The Austin Chronicle

https://www.austinchronicle.com/arts/2015-05-08/art-and-motherhood-on-the-west-austin-studio-tour-virginia-fleck/

Art and Motherhood on the West Austin Studio Tour

Four WEST exhibitors reveal how their work is informed by being a mom

By Wayne Alan Brenner, May 8, 2015, Arts

Virginia Fleck

When I mention to artist Virginia Fleck that, due to the proximity of Mother's Day, the Chronicle is sparking its West Austin Studio Tour coverage with a look at artists who are also mothers, she smiles.

"For this year's WEST," she says, "for the first time I'm partnering with another artist, Yuliya Lanina, who is the mother of 3-year-old twins. And those kids, they're always in tutus, they wear wings, they speak Russian – two little girls babbling in Russian, playing house and going 'Da! Da!'"

Fleck laughs, because how delightful is that? But being a mother isn't always just tutus and wings – whether the children are somebody else's or your own.

"I'm not officially parenting anymore," says Fleck, "because my daughter is 22, so the parenting is more stealth. But it takes even more energy than the former parenting style. Stealth is really hard because there's a lot more restraint, you have to look like you're not giving advice. Looking back over the years, being a mother and being an artist – a fairly busy artist – the amount of time each thing takes was always challenging. And I chose not to go away for residencies, although that's a solution for some working mothers, because I like being at home. So I just divided up my day. When my daughter was at school, I was an artist; when she came home, I was a mom. And if she stayed overnight at someone's house, I got to be an overnight artist, a stay-up-late artist. I just did the work so it revolved around the mom schedule. The mothering came first, and I knew when I was having a child that that's how it would be. So, timewise, I was at a disadvantage."

Each choice, as any decent parent (or artist) will tell you, comes with consequences of one kind or another. And some of those consequences can be positive things.

"I also feel that I had, and I still have," says Fleck, "an advantage that my daughter provided. Having an infant, then a toddler, then a child – being around that beginner's mind? That was always fascinating and hilarious. There were always these flashes of genius that came out of the mouths of my daughter and her friends, when children play and socialize. And that was all inspiration for me."

For Fleck, whose work recycles used shopping bags into brightly complex patterns, the influence on her art was tangible.

"I was inspired to do the work that I'm doing now because I saw how my daughter was being marketed to. I was just getting kind of pissed off about how they were marketing, especially to little girls. And I noticed there was a real nostalgia for Sixties and Seventies psychedelic, hippie graphics, and I started working with the actual bags that my daughter and her friends would bring home from the mall – I used them to make those first mandalas."
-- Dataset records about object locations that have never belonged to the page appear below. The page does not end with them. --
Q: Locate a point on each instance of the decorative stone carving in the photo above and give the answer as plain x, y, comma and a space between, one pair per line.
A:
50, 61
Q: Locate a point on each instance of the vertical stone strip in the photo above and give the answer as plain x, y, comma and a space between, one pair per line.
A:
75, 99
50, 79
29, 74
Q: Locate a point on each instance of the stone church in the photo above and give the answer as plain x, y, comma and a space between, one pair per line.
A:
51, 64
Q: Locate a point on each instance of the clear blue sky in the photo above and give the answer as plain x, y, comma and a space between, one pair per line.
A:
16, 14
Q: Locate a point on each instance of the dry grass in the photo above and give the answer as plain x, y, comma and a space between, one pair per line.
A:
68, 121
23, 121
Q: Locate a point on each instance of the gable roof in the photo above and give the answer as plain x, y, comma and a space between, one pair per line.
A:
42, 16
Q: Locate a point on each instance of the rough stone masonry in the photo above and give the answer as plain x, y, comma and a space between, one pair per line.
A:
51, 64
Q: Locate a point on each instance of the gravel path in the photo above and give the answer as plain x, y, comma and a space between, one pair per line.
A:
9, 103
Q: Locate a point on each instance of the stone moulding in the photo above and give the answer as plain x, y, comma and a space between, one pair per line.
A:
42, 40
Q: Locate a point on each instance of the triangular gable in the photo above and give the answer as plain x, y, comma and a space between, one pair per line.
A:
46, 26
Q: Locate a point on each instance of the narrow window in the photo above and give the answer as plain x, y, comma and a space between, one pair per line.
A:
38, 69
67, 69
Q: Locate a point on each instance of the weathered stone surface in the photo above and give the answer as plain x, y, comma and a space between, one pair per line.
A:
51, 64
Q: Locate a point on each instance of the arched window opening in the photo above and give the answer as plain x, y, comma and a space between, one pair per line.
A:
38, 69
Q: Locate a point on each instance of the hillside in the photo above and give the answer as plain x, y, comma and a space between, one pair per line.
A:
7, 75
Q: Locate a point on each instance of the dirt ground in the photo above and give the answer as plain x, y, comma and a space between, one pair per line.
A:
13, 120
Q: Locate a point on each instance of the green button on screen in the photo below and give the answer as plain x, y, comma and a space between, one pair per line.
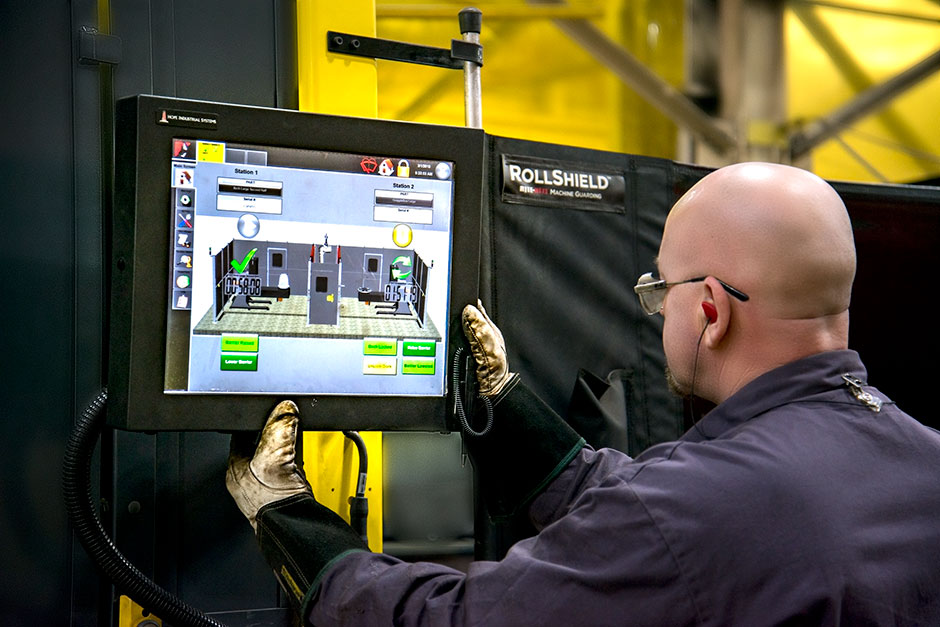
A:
239, 362
372, 346
417, 366
411, 348
240, 343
Seems like that old making-lemonade-from-life's-lemons paradigm, doesn't it?

"That's the great thing about being a mother and an artist," says Fleck, "about protecting your child and following your heart: these little unexpected journeys that no one's gonna tell you about in art school. I feel like the bill of goods that was going around when I was in art school, about what your life would be like; I jokingly call it the Three Bs. That was Beret, the Bongos, and the Bare lightbulb. Yeah, the romantic artist life of living in a flat, and – well, I did marry a jazz musician, and I do have lots of berets. But I'm way too sensitive for the bare lightbulbs."


Virginia Fleck and Yuliya Lanina are showing at tour stop 172, Fleck's home, 1900 Larchmont.